Dans un mois, Giacomo touchera la dernière mensualité de sa bourse de chercheur. A vingt-sept ans, ce physicien au regard un peu flou et aux cheveux noirs en bataille dans le vrai style de jeune Einstein, travaille sur des projets de haut niveau. Il se rend une fois par mois au Cern à Genève, où il participe aux expériences internationales sur les particules, l’atome est devenu son univers. "Cela fait 9 ans que je suis à l’université de Turin, j’ai toujours eu des résultats excellents, ensuite j’ai obtenu ce poste de chercheur et j’ai collaboré avec des physiciens du monde entier.

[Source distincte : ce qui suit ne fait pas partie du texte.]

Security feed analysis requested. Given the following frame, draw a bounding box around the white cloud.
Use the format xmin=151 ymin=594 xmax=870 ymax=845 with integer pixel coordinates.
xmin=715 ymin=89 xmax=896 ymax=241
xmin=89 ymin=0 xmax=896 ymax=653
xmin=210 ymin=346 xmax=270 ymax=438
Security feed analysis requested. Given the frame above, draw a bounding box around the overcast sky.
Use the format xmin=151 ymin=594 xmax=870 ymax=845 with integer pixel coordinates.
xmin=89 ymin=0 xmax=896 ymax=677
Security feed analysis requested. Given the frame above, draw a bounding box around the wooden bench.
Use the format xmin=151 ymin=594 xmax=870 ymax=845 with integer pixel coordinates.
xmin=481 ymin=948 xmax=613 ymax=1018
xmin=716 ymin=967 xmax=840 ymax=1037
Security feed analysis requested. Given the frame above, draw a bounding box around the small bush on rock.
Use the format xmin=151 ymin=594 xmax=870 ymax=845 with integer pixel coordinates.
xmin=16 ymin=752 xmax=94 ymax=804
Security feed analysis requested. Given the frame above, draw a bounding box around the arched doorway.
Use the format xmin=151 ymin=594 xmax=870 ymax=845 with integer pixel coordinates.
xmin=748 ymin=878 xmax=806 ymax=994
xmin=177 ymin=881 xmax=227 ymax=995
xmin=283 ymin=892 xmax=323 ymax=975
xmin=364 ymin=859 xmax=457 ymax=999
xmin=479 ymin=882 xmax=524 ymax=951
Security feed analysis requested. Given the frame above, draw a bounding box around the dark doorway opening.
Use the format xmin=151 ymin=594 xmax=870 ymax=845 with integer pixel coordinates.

J’ai 27 ans, et à présent j’aimerais obtenir un peu de certitude pour le futur, mais voilà, l’Italie me répond : ‘Pars, on ne te veut plus, tu coûtes trop cher !’"

Giacomo touche 1 040 euros par mois, pas bien lourd. Mais les restrictions et les mesures d’austérité ont pulvérisé les espoirs des jeunes. Le gouvernement a réduit de 7 millions d’euros le financement des universités, ce qu’il reste suffit à peine à payer les salaires du personnel sous contrat. "Quand je travaille au Cern, et que je parle avec les autres chercheurs, les Allemands ou les Français, je me rends compte qu’ils ne sont pas obsédés comme nous par la recherche d’un poste de travail. Ils savent qu’ils auront des opportunités, qu’il y a des budgets. Nous, les Italiens, nous ne parlons que de ça, même avec mes amis qui ne sont pas chercheurs. C’est évident qu’en Europe, il vaut mieux naître Français ou Allemand qu’Italien."

L’Italie a aussi décidé de réduire le nombre de chercheurs universitaires. De soixante mille, les laboratoires et autre centres de recherches devront réduire le nombre de doctorants à 40 000. Pendant 5 ans, il n’y aura donc plus aucun engagement. "L’Italie a toujours été un pays de pointe dans le domaine de la physique, nous avons trois prix Nobel, nous participons et nous finançons de nombreuses expériences internationales. Avec ces restrictions, nous allons détruire tout cela aussi. Dans 5 ans, nous aurons perdu cette renommée internationale. Aux Etats-Unis, ils considèrent que les chercheurs italiens sont les meilleurs. C’est vraiment une catastrophe", explique Alessandro Ferretti, un jeune professeur en physique à l’université de Turin.

Giacomo espère encore trouver une place dans une université hollandaise mais il pense surtout aux jeunes étudiants, qui entrent à l’université maintenant : "Je considère absolument anormal que la société italienne paie pour nos études dans les universités publiques, et ensuite nous oblige à quitter le pays pour travailler. Nous ne rentabilisons absolument pas l’investissement des Italiens, qui finalement paient les écoles avec leurs taxes."

Il jette un œil nostalgique sur son appartement à Turin. "C’est difficile à mon âge de me dire que je dois laisser derrière moi mon univers, ma famille, ma copine, tout simplement parce que les dirigeants de ce pays n’ont pas pensé à travailler pour sauvegarder les jeunes générations. Quand je pense à mes amis qui se trouvent en France, ils pensent à fonder une famille, et moi je me demande encore où je serai dans deux, trois mois."